Speech therapists worked extensively with Rose to improve her communication and cognitive deficits. Rose formed a strong bond with Duo Dog Kia, the facility dog at Bridgeton, so her therapists worked the canine into her therapy sessions as much as possible, specifically when working on word finding, direction following, memory and other cognitive-communicative skills.
“I believe that utilizing Duo Dog Kia as well as the presence of Rose’s mother definitely increased her motivation and helped her with the fantastic gains that she made,” her therapist said. Therapy sessions also focused on guiding Rose through exercises to help her speech become more clear and easy to understand.
Because her stroke had affected her ability to swallow safely, Rose was initially on a soft food diet with thickened liquids. Speech therapists worked with her on swallowing strategies so that she could move to a regular diet.
In physical therapy, Rose’s care team focused on improving her balance and mobility. They worked with Rose on transfers by utilizing a slide board to move between surfaces until she had regained enough function to transfer independently. They practiced walking in the parallel bars to help her balance while aiding her in moving her right leg forward. “During every session Rose had the biggest smile and would always give every exercise, walk and activity 110%,” her therapists noted. Rose was able to utilize the hospital’s exoskeleton, a wearable robotic device used to improve walking function and independence, in her therapy sessions to advance her ability to walk. A turning point in Rose’s rehabilitation came when she was able to move her right leg and foot independently and then progressed to walking with a cane.
Occupational therapists worked with Rose on transfers, specifically stand pivot transfers, which are used when a person can support most of their weight by standing but are too weak to take steps to move from one place to another. Once Rose’s ability to stand and pivot had improved, her team focused on improving her independence with her personal care tasks, including getting in the shower and using the bathroom. Therapists applied electrical stimulation to different areas of Rose’s right arm that resulted in her ability to move her fingers.

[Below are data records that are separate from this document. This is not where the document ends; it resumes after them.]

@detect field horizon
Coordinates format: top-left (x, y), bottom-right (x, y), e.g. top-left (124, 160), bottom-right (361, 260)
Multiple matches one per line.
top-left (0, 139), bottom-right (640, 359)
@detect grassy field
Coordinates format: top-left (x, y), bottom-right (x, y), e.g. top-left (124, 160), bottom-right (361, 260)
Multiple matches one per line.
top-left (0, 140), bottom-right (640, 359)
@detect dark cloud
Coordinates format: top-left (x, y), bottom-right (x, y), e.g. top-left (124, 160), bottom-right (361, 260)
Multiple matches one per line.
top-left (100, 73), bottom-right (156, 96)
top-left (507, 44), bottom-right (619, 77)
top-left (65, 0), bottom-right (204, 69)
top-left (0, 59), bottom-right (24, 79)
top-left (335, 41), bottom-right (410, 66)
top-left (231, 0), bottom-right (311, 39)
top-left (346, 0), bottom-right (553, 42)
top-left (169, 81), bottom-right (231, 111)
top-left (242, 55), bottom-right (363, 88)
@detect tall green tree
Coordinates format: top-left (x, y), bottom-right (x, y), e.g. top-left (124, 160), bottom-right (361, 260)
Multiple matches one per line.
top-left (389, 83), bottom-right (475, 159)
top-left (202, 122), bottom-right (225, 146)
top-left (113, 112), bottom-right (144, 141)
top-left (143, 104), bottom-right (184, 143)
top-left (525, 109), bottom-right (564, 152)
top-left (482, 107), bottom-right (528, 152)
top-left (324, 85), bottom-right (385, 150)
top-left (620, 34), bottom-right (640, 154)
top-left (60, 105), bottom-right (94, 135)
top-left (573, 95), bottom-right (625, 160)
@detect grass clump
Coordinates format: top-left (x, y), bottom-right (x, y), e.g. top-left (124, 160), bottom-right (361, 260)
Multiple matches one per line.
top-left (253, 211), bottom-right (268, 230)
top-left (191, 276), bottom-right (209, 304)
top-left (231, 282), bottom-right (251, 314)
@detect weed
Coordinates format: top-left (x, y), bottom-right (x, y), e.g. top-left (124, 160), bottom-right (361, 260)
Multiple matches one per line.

In recreational therapy, Rose’s therapists applied her interest in art into her sessions through painting. When she first arrived in rehab, Rose lacked the motivation to paint. However, as she began to regain her abilities, her love of painting returned, culminating with the creation of a painting on a large poster.
Rose spent a total of 50 days at SSM Health Rehabilitation Hospital – Bridgeton, making incredible strides toward her recovery. Her speech had become easier to understand and her word finding and naming skills had improved significantly. She had made good progress in functional day-to-day and work-related tasks including composing emails, participating in simulated phone calls and discussing work functions/tasks. Rose was also able to transfer with minimal assistance and could walk up to 200 feet with a cane.
The resolute support from her family played a vital role in Rose's recovery. Her mother was at the hospital daily and actively participated in Rose’s therapy sessions and family training. Together, they provided her father with regular updates and pictures. “Rose was always positive and ready to work,” her therapists said. “Because of all of Rose’s hard work and amazing support system, Rose was able to discharge home with her family.”
Rose was excited to reunite with her cat and continue her recovery with outpatient physical, occupational and speech therapy. For anyone facing a difficult recovery, Rose offers this advice: “Have faith in yourself and be confident. Don’t give up – keep fighting.”